Os Correios divulgaram um balanço financeiro que acendeu um alerta sobre a situação econômica da empresa. De acordo com os dados apresentados pela estatal, o prejuízo líquido no primeiro trimestre de 2026 chegou a R$ 3,1 bilhões, valor significativamente superior ao resultado negativo registrado no mesmo período do ano passado, quando as perdas somaram R$ 1,7 bilhão.
O resultado ocorre em um cenário de desafios para a companhia, que vem enfrentando redução nas receitas dos serviços postais tradicionais e maior concorrência no setor de logística e comércio eletrônico. Apesar do prejuízo final, o relatório aponta que os Correios obtiveram lucro bruto de R$ 153,4 milhões no período, revertendo o desempenho negativo observado no início de 2025.
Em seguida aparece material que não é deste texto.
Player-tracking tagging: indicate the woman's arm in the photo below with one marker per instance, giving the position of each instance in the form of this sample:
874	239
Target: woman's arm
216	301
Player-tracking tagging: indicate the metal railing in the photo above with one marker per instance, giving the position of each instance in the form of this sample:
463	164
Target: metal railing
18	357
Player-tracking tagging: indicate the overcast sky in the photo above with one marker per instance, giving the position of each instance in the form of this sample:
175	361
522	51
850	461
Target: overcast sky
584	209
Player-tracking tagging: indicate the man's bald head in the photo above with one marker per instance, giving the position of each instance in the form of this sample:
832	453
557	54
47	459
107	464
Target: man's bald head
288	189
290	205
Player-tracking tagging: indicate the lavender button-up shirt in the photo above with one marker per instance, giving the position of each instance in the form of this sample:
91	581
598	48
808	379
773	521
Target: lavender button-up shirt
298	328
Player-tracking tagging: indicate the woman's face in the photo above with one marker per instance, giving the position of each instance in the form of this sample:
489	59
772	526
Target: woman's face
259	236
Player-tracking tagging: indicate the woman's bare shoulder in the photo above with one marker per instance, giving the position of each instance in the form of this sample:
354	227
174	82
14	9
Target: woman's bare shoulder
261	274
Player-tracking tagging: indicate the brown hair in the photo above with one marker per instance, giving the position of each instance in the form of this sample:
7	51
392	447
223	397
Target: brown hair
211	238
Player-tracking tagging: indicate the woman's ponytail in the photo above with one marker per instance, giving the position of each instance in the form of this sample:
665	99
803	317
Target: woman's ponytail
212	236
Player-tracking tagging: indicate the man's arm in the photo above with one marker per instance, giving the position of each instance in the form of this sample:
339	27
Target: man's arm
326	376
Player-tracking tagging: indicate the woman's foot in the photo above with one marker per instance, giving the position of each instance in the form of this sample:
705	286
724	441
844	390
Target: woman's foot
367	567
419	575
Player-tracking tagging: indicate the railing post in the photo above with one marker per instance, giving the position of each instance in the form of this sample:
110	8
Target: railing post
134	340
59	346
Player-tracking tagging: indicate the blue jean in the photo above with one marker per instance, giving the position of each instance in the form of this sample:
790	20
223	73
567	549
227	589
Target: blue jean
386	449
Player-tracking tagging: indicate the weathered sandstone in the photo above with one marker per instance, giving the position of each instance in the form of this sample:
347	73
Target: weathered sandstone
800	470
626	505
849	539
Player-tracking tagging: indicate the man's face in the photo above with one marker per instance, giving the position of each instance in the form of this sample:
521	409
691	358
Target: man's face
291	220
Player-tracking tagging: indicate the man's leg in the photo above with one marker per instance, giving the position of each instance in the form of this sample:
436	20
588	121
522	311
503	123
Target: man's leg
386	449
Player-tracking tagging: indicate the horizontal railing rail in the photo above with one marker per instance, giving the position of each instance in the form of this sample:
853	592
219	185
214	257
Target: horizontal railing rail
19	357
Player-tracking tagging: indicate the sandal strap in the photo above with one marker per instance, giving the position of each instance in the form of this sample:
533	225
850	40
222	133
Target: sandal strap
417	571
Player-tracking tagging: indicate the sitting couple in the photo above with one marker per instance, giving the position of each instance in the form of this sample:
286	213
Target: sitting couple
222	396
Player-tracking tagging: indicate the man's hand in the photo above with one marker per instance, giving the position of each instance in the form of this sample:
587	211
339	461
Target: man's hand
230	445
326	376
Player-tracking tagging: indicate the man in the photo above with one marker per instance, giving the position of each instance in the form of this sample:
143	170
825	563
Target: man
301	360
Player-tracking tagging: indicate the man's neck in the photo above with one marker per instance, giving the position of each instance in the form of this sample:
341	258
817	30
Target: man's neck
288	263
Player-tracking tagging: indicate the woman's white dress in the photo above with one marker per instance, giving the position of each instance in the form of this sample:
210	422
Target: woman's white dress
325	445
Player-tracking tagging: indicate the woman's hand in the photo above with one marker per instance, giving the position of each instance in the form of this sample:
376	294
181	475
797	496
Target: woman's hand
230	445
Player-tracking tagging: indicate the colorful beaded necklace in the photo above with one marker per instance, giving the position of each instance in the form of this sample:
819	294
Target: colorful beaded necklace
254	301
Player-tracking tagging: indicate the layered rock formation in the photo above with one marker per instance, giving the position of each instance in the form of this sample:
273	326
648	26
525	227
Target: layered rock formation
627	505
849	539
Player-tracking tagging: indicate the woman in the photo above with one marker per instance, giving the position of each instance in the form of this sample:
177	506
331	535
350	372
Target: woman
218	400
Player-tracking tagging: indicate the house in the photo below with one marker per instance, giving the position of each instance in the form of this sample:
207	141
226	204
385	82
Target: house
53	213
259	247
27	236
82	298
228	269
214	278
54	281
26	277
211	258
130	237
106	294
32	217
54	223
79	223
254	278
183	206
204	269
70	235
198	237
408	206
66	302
Segundo o documento financeiro, um dos principais fatores que impactaram as contas foi o crescimento das despesas administrativas e operacionais. Os gastos passaram de R$ 1,22 bilhão para R$ 2,27 bilhões na comparação anual, influenciados por reajustes salariais, inflação e atualizações de provisões relacionadas a processos trabalhistas, fiscais e cíveis.
Outro ponto que pressionou o caixa da estatal foi o resultado financeiro negativo de aproximadamente R$ 636,9 milhões, consequência de encargos e custos ligados a empréstimos utilizados para manter a liquidez das operações.
Diante do cenário, os Correios seguem executando um plano de reestruturação voltado para redução de despesas, diversificação de receitas e reorganização financeira. A empresa afirma que as medidas já apresentam resultados iniciais e que os números divulgados ficaram dentro das projeções previstas para o período. A expectativa da administração é recuperar gradualmente o equilíbrio econômico-financeiro nos próximos anos, embora o desafio permaneça elevado diante do crescimento das perdas acumuladas.